Rosas lavanda.
No atual momento, Crowley estava tentando ficar parada em sua casa, porque bem, essa era sua ação preventiva de crises. Sua casa não era tão grande e haviam muitas plantas e roupas jogadas no meio do caminho, então o máximo que conseguia dar eram três passos para cada lado.
“Parem de me olhar assim, porra!” Ela gritou para suas samambaias e costelas-de-adão. “Eu juro por tudo que eu vou deixar vocês sozinhas aqui e nunca mais voltar!”

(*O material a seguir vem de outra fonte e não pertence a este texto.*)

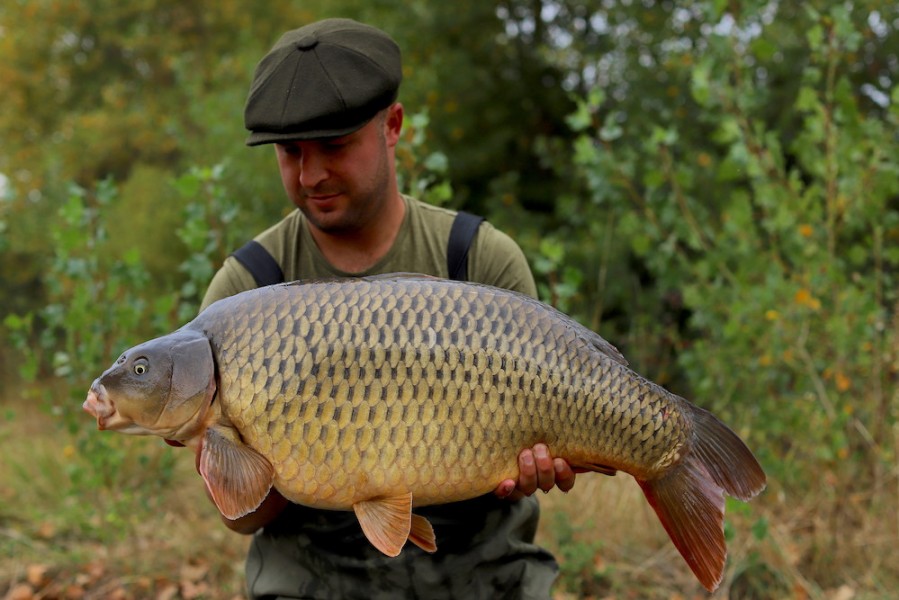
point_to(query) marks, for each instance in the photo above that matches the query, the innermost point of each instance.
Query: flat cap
(326, 79)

Crowley tinha medo. Medos que nunca conseguiu encarar e lidar. Um de seus medos apareceu num jardim, acariciou sua bochecha e olhou para ela com os olhos marejados.
Como a ruiva nunca encarava o que sentia e simplesmente projetava seus medos e inseguranças em suas plantas, ela não sabia como lidar com a crise bem na sua cara.
Por quatro anos, Aziraphale sempre foi a única para Crowley, por quatro anos fofos e inocentes na vida de uma criança. A ruiva sempre amou a outra, e mesmo depois dessa ter ido embora, Aziraphale nunca saiu de seus pensamentos.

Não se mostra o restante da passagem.